I got down there, called out the sales rep (also a long-time friend.)  He commenced telling me, "you've got to maintain the seams, caulk the roof, windows, doors, etc."  I quickly told him, "let's concentrate on the problems at hand, not on what NEEDS to be done in the future.  I also asked him to have the owner come out and take a look... 

I wanted some advice on what to do (in the short term), and also wanted to know that they will stand behind me (with the manufacturer) on this.  They are the dealer, and from the looks of this problem it is NOT from lack of maintenance, it clearly looks like the corner molding has NEVER covered, from the factory, and they covered it with silicone caulk instead of an appropriate-width molding.





















For what it is worth, here is the other side of the camper, same location.  It is basically EXACTLY THE SAME, except it has no water damage... yet.  Note the hole in the silicone, and it was very soft and pliable (because there is nothing there except silicone.)  I started poking around, cleaning out the caulk to recaulk it, and you can see what I found:





















Anyway, thanks for looking at the pictures... if you are still interested, here is about a 3-minute video of the problems, damages, and a narrative explaining what the dealer told me.

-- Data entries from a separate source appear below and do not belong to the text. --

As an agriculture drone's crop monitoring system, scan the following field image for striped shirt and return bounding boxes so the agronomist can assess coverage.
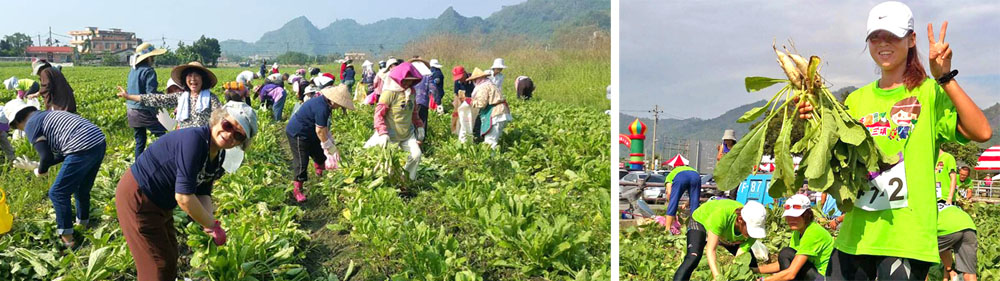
[24,111,104,157]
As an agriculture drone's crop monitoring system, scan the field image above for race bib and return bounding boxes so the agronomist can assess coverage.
[854,161,909,211]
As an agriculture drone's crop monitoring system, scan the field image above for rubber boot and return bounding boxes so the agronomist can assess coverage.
[313,163,323,177]
[292,181,306,203]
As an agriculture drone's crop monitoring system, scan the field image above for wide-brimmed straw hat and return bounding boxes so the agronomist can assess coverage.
[465,67,489,81]
[319,84,354,110]
[132,43,167,66]
[170,61,219,89]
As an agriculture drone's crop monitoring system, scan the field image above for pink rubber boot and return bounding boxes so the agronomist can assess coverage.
[292,181,306,203]
[313,163,323,177]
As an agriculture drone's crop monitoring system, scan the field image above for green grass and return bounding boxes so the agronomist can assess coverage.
[0,48,610,280]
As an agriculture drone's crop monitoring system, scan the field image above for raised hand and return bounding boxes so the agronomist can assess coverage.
[927,21,951,78]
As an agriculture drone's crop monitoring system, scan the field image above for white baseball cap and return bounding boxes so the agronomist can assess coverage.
[781,194,812,217]
[865,1,913,39]
[740,201,767,239]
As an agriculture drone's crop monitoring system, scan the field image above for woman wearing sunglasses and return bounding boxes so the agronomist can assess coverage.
[115,102,257,280]
[760,194,833,281]
[285,84,354,202]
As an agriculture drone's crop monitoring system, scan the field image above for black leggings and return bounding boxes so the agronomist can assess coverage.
[778,247,826,281]
[826,249,931,280]
[674,219,757,281]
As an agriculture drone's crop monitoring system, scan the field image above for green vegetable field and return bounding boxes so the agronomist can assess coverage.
[0,49,612,280]
[619,203,1000,281]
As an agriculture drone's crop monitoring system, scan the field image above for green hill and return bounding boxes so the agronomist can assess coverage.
[219,0,611,56]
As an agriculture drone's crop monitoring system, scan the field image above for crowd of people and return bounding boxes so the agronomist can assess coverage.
[0,39,534,280]
[659,1,992,281]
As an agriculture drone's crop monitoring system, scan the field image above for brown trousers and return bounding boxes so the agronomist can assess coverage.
[115,169,178,281]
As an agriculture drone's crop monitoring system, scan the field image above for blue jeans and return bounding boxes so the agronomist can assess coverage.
[667,171,701,216]
[132,122,167,159]
[49,143,107,235]
[271,94,288,121]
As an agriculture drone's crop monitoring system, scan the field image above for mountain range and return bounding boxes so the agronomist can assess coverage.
[219,0,611,56]
[618,87,1000,170]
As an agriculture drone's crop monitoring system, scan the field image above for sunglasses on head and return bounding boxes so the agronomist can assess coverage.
[222,120,247,142]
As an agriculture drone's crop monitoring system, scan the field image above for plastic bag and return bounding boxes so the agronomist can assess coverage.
[156,109,177,131]
[0,188,14,234]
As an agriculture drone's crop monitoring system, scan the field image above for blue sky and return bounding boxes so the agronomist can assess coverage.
[0,0,524,45]
[619,0,1000,118]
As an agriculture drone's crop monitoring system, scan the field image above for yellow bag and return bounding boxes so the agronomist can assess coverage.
[0,189,14,234]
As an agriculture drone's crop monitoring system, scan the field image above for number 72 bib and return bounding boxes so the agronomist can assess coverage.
[854,161,909,211]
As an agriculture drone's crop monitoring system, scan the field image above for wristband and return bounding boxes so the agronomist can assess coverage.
[937,69,958,85]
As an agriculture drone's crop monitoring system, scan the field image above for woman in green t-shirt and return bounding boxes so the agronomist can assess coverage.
[674,199,767,281]
[799,1,992,280]
[760,194,833,281]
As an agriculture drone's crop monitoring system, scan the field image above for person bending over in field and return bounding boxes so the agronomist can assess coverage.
[759,194,833,281]
[468,68,514,149]
[118,62,222,129]
[365,62,425,180]
[285,84,354,202]
[797,1,992,280]
[3,99,107,248]
[670,199,767,281]
[937,201,979,281]
[115,102,258,280]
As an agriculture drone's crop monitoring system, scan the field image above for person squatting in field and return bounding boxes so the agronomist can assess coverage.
[797,1,992,280]
[3,99,107,248]
[115,102,258,281]
[670,199,767,281]
[285,84,354,202]
[758,194,833,281]
[118,62,222,129]
[365,62,425,180]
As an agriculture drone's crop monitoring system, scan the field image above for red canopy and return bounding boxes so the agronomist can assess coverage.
[976,145,1000,170]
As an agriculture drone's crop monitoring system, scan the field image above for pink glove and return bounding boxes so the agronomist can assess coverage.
[204,221,226,246]
[326,148,340,170]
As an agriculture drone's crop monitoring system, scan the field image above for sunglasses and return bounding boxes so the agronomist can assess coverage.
[785,204,805,210]
[222,120,247,142]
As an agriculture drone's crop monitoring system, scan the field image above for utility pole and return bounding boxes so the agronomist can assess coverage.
[649,104,663,171]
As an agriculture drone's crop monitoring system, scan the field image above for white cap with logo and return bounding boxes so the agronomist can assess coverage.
[865,1,913,39]
[781,194,812,217]
[740,201,767,239]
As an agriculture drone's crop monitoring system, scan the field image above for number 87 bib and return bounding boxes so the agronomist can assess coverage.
[854,161,909,211]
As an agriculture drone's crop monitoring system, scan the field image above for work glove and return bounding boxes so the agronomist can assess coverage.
[203,221,226,246]
[12,156,38,170]
[417,127,427,141]
[375,134,389,147]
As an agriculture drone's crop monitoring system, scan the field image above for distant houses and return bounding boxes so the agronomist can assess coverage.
[69,27,142,54]
[24,46,73,63]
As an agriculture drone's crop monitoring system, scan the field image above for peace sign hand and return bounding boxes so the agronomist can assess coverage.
[927,21,951,79]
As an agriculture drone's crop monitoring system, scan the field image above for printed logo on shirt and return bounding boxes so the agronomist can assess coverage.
[858,97,920,141]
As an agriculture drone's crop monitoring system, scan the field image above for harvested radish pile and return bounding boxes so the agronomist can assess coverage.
[715,40,899,210]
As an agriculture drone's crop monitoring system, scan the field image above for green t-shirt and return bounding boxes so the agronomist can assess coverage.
[666,166,698,182]
[378,90,414,142]
[691,199,757,252]
[934,152,958,201]
[938,206,976,236]
[834,78,968,263]
[788,222,833,275]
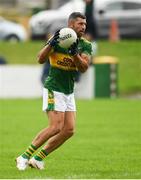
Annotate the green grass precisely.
[0,99,141,179]
[0,40,141,95]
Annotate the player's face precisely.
[72,18,86,37]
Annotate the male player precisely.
[16,12,92,170]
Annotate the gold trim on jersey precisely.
[49,52,77,71]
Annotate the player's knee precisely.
[65,128,74,138]
[50,125,61,135]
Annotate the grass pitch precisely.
[0,99,141,179]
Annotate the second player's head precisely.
[68,12,86,37]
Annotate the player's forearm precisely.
[74,54,88,73]
[38,45,52,64]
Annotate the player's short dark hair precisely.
[68,12,86,20]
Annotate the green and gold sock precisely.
[34,149,48,161]
[22,144,37,159]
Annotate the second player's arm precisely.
[38,44,52,64]
[73,53,90,73]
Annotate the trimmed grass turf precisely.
[0,99,141,179]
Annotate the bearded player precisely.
[16,12,92,170]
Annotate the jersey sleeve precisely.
[83,42,92,56]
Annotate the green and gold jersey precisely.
[44,38,92,94]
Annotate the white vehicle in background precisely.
[29,0,85,39]
[0,17,27,42]
[29,0,141,39]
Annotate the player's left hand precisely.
[68,39,78,56]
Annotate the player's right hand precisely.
[48,30,60,47]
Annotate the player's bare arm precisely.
[74,53,90,73]
[38,30,60,64]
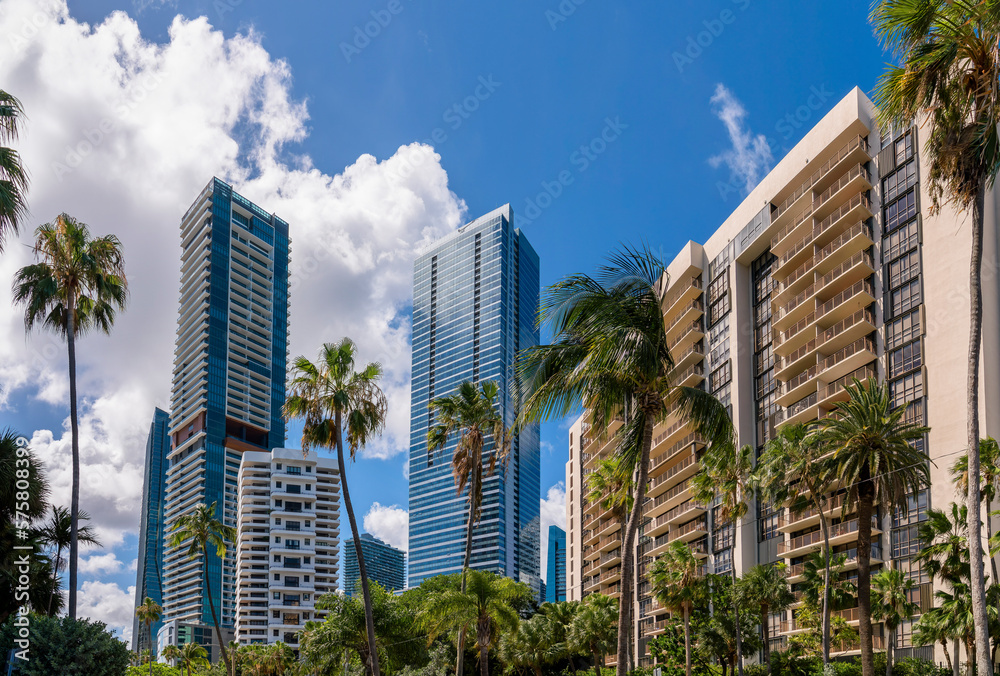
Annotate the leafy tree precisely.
[0,90,28,253]
[820,379,928,676]
[12,215,128,618]
[872,568,920,676]
[170,502,236,673]
[427,380,510,676]
[569,594,618,676]
[285,338,388,676]
[517,244,734,676]
[753,424,835,665]
[736,563,795,674]
[0,613,132,676]
[421,569,532,676]
[862,0,1000,676]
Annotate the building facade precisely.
[344,533,406,596]
[409,205,541,595]
[566,89,1000,663]
[132,408,170,653]
[235,448,340,649]
[544,526,566,603]
[157,179,289,640]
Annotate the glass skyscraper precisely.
[132,408,170,653]
[157,178,288,629]
[344,533,406,596]
[409,205,541,595]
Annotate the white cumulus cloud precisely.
[539,481,566,582]
[364,502,410,552]
[708,83,774,193]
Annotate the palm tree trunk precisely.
[201,542,229,674]
[964,181,993,676]
[455,466,482,676]
[684,603,691,676]
[615,414,655,676]
[858,492,875,676]
[335,418,380,676]
[66,293,80,620]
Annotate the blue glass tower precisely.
[132,408,170,653]
[163,178,288,628]
[545,526,566,603]
[409,205,541,595]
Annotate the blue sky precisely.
[0,0,885,640]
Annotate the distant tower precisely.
[409,205,541,597]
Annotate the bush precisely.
[0,615,131,676]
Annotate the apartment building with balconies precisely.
[566,89,1000,663]
[235,448,340,650]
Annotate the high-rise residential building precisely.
[545,526,566,603]
[409,205,540,595]
[235,448,340,649]
[157,178,288,644]
[566,89,1000,663]
[132,408,170,653]
[344,533,406,596]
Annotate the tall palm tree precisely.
[517,248,734,676]
[39,505,101,615]
[647,540,705,676]
[866,5,1000,676]
[285,338,388,676]
[820,379,928,676]
[691,444,753,676]
[736,563,795,674]
[170,502,236,673]
[177,642,210,676]
[427,380,510,676]
[135,596,163,676]
[569,593,618,676]
[13,214,128,619]
[872,568,920,676]
[421,569,531,676]
[0,90,28,253]
[754,424,834,665]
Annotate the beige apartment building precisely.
[566,89,1000,664]
[235,448,340,650]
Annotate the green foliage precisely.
[0,614,131,676]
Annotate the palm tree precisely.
[421,569,532,676]
[179,642,210,676]
[736,563,795,674]
[500,615,552,676]
[13,214,128,619]
[0,90,28,253]
[691,444,753,676]
[951,437,1000,584]
[285,338,388,676]
[170,502,236,673]
[647,540,705,676]
[872,568,920,676]
[135,596,163,676]
[865,0,1000,676]
[39,505,101,615]
[569,594,618,676]
[753,424,834,665]
[819,379,928,676]
[427,380,510,676]
[517,249,734,676]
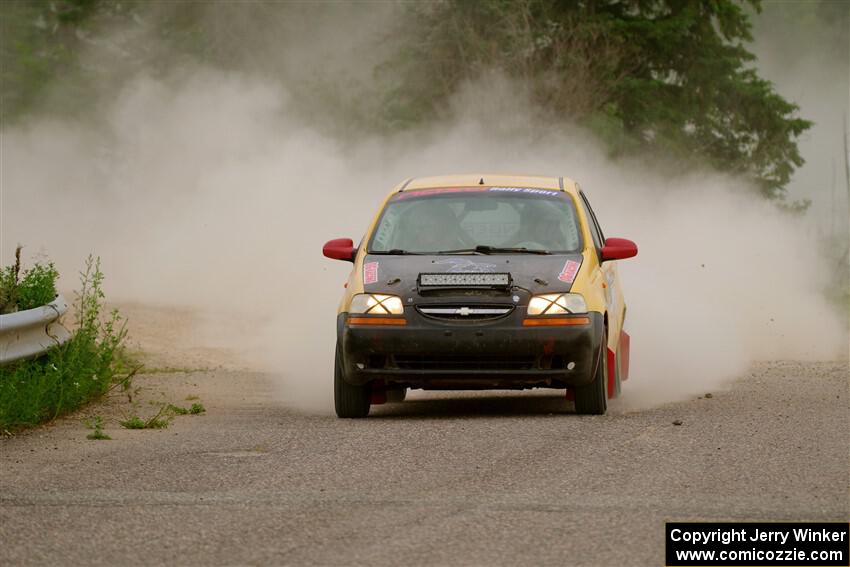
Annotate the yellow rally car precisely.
[324,174,637,417]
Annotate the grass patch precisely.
[168,404,189,415]
[0,255,139,431]
[84,415,112,441]
[119,397,207,429]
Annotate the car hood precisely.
[363,253,582,295]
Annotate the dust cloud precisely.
[0,6,847,413]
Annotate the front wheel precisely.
[334,346,371,418]
[575,332,608,415]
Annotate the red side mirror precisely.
[322,238,354,262]
[602,238,637,262]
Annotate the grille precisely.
[417,305,514,321]
[393,354,537,370]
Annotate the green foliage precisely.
[0,246,59,314]
[384,0,811,198]
[118,415,145,429]
[118,404,170,429]
[17,262,59,311]
[0,257,134,430]
[84,415,112,441]
[168,404,189,415]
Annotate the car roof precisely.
[395,173,578,194]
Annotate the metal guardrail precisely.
[0,295,71,365]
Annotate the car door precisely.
[579,190,625,351]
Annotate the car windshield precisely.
[369,187,581,254]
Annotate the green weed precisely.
[0,256,131,431]
[168,404,189,415]
[83,415,112,441]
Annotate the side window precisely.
[579,191,605,252]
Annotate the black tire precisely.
[334,347,372,418]
[575,332,608,415]
[387,388,407,404]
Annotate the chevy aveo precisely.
[324,174,637,418]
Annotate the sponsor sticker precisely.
[392,186,490,201]
[490,187,561,196]
[435,258,496,274]
[558,260,581,283]
[363,262,378,284]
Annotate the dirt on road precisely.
[0,309,850,565]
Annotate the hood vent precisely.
[416,305,514,321]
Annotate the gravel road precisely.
[0,316,850,566]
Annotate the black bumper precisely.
[337,309,603,389]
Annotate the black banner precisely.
[665,522,850,567]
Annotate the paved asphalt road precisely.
[0,362,850,566]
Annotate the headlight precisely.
[348,293,404,315]
[528,293,587,315]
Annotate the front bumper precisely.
[337,308,603,389]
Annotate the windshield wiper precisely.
[369,248,422,256]
[437,244,551,254]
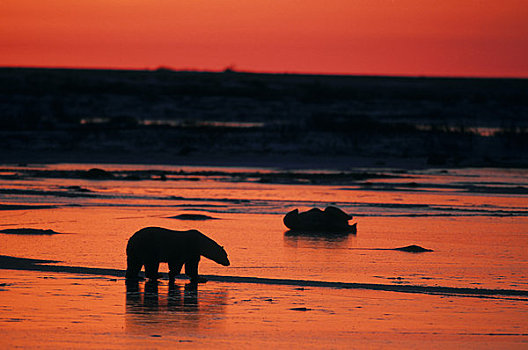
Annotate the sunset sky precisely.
[0,0,528,77]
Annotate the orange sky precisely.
[0,0,528,77]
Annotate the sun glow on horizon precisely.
[0,0,528,77]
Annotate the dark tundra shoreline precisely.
[0,68,528,169]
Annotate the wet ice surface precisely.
[0,270,528,349]
[0,164,528,348]
[0,164,528,289]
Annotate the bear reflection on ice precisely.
[126,227,230,283]
[283,206,357,234]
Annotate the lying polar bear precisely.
[126,227,230,283]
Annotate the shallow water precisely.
[0,164,528,289]
[0,164,528,348]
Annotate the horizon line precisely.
[0,65,528,80]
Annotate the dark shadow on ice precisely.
[168,214,217,221]
[126,280,227,336]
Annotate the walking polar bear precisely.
[126,227,230,283]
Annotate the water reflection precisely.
[284,230,355,248]
[126,281,227,334]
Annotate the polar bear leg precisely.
[145,259,159,280]
[169,261,183,283]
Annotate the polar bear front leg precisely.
[145,259,159,280]
[169,261,183,284]
[185,256,207,284]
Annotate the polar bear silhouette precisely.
[126,227,230,283]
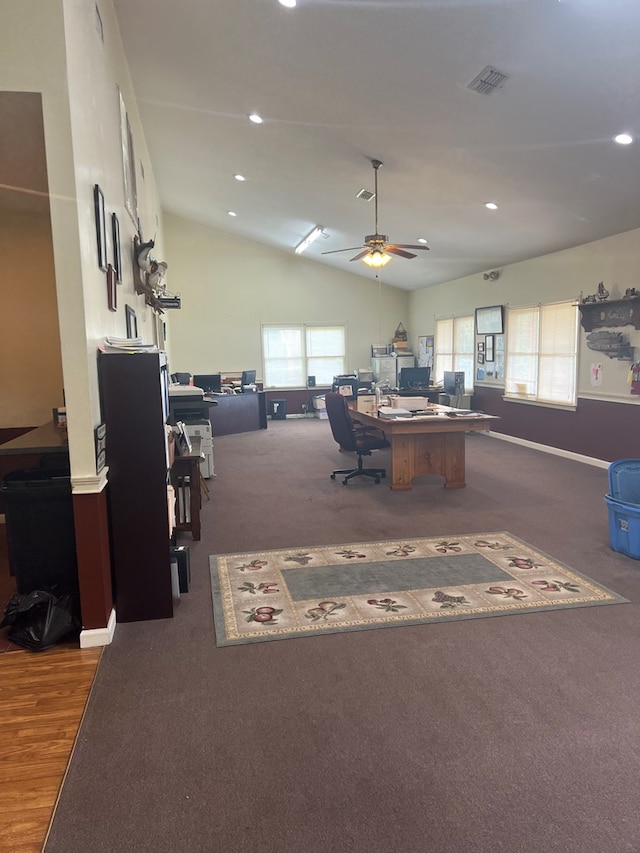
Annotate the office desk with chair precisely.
[351,406,498,491]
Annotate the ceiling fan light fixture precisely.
[362,249,391,269]
[613,133,633,145]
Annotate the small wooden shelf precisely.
[578,296,640,332]
[171,453,202,540]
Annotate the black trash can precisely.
[0,468,78,595]
[269,400,287,421]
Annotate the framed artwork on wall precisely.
[476,305,504,335]
[484,335,494,361]
[418,335,434,367]
[124,305,138,338]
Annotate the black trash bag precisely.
[0,590,80,652]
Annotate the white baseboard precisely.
[485,432,611,468]
[80,610,116,649]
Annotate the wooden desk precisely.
[352,406,498,491]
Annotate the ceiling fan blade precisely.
[349,246,371,261]
[384,246,416,258]
[320,246,369,255]
[393,243,429,252]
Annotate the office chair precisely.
[325,391,391,486]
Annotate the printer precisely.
[169,385,217,479]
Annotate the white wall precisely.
[0,0,163,480]
[408,225,640,404]
[0,212,63,427]
[164,214,409,378]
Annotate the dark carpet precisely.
[45,419,640,853]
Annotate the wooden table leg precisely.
[390,432,466,491]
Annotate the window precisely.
[434,316,473,392]
[262,325,346,388]
[505,302,578,406]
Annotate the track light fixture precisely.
[295,225,322,255]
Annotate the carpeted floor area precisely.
[45,419,640,853]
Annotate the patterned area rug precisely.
[209,533,627,646]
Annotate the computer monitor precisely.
[240,370,256,388]
[442,370,464,397]
[193,373,222,393]
[331,373,358,400]
[400,367,431,391]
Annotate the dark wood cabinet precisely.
[578,296,640,332]
[98,352,173,622]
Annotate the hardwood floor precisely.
[0,524,102,853]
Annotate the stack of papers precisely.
[100,335,158,352]
[378,406,412,420]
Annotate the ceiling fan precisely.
[322,160,429,267]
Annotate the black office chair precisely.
[325,391,391,486]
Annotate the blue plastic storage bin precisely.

http://s869.photobucket.com/albums/...el Trailer Damage/?action=view¤t=VID00015.flv

Here is my opinion and a summary of the problems:
1)  This is not good... water damage on a 2 year old coach is a bad deal.  The wall is soft for about 18 inches down the radius towards the bottom front of the camper.  The softness extends about 3-4 inches in from the edge of the wall.  It is obviously rotten.
2)  I don't believe that what I have here is right... it looks like shoddy workmanship from the factory, and the moulding is NOT wide enough.  If the moulding were 1" or more wide, it may be okay, but as you can see from the photos, it is only about 1/2" wide.
3)  My warranty is out.  (1 year manufacturer's warranty.)
4)  My dealer no longer sells Keystone products.  He was a victim of the economic crisis, lost floor plan financing, and as a result had to completely redo his floor plan, and as a result, his inventory.  Now, he only sells Forest River products.
5)  As a result of #4, I believe that the dealer will have a HARD time convincing Keystone to make this good.  I have tried contacting Keystone customer (no) service in the past, with bad results.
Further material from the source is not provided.